I doubt there is any part of the US where you can hope to avoid the crushing grip of the government, should it take an interest in you. It’s possible one could play hard-to-get, perhaps in some desert regions, but that renders you equally ineffective in reaching others who need to be aware of the dangers.

The danger here in OKC is alive and well. Surely you remember that thing called the “Murrah Building Bombing”? I was in one of the suburbs that day, high on a hill, heard the bomb, knew what it was, and saw the smoke. That has nothing to do with being an authority on the subject. I even volunteered to help with the clean-up of the building, and ended up working to clean and restore office furniture from a building across the street. That was the first time I ever saw tiny shards of glass embedded in steel (a desk panel). That does not make me any kind of authority, either.

But knowing the whole thing was 100% charade forces you to reject authority. Even I can recall vividly the two or three times the rescuers had to evacuate again because more ordinance was found. Then — poof! — everyone denied it happened.
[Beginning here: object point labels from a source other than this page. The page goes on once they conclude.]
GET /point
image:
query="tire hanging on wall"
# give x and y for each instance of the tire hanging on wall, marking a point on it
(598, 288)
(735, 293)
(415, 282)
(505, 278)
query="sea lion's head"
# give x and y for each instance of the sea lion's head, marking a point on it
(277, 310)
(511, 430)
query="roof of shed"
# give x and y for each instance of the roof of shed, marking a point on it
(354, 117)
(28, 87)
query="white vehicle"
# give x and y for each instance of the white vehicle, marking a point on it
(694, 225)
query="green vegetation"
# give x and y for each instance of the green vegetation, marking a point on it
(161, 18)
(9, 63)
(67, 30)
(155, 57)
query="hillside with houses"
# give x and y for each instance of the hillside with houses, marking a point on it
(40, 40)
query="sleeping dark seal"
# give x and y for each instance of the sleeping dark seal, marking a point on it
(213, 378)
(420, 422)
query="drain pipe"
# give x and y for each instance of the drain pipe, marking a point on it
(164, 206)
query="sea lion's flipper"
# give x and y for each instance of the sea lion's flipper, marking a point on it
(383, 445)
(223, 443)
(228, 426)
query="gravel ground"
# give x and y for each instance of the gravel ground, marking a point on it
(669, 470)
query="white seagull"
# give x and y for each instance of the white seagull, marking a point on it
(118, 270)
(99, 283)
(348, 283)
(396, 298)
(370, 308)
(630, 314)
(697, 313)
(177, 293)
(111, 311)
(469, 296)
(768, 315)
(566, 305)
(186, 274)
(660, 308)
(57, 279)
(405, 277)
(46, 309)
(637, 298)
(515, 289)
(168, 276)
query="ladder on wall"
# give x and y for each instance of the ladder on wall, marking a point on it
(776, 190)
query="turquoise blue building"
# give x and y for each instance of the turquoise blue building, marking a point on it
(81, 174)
At any rate, someone who did have their hands directly on hard evidence of how much of a lie this all was, was Terrance Yeakey, a true hero of that day. That link deserves full attention.

At the other end of the scale is the man who surely ordered Yeakey’s death, Bob Ricks. This latter fellow made sure the true nature of the bombing was covered up, as he did with the Waco Massacre, as a senior agent in the FBI. Then he was hired for the Oklahoma Governor Frank Keating’s staff, eventually in charge of the OK Department of Public Safety — essentially head of the State Troopers and associated agencies. This man came on board about just after Keating was forced, for whatever reason, to deny he said there was unexploded ordinance found in the ruins.

Here in Oklahoma, the controversy has gone quiet, but those who saw the lies, and knew they were lies, are either dead — like Yeakey — or saving it up for another day. We saw it again in the cover-up of Kenneth Trentadue’s murder at the US Marshal’s detention center, connected by a causeway to the Will Rogers International Airport. Ironic, isn’t it? Will Rogers would have been the first to peel back the layers of cover-up and expose the corruption of our “leaders.”

Some of those involved in the cover-ups are still at work here in Oklahoma, “serving” in positions of authority. I’ll be surprised if this post does not insure my place on the watch list of dangerous “domestic terrorists” somewhere in the state bureaucracy. But then, I’d be surprised if I wasn’t there already.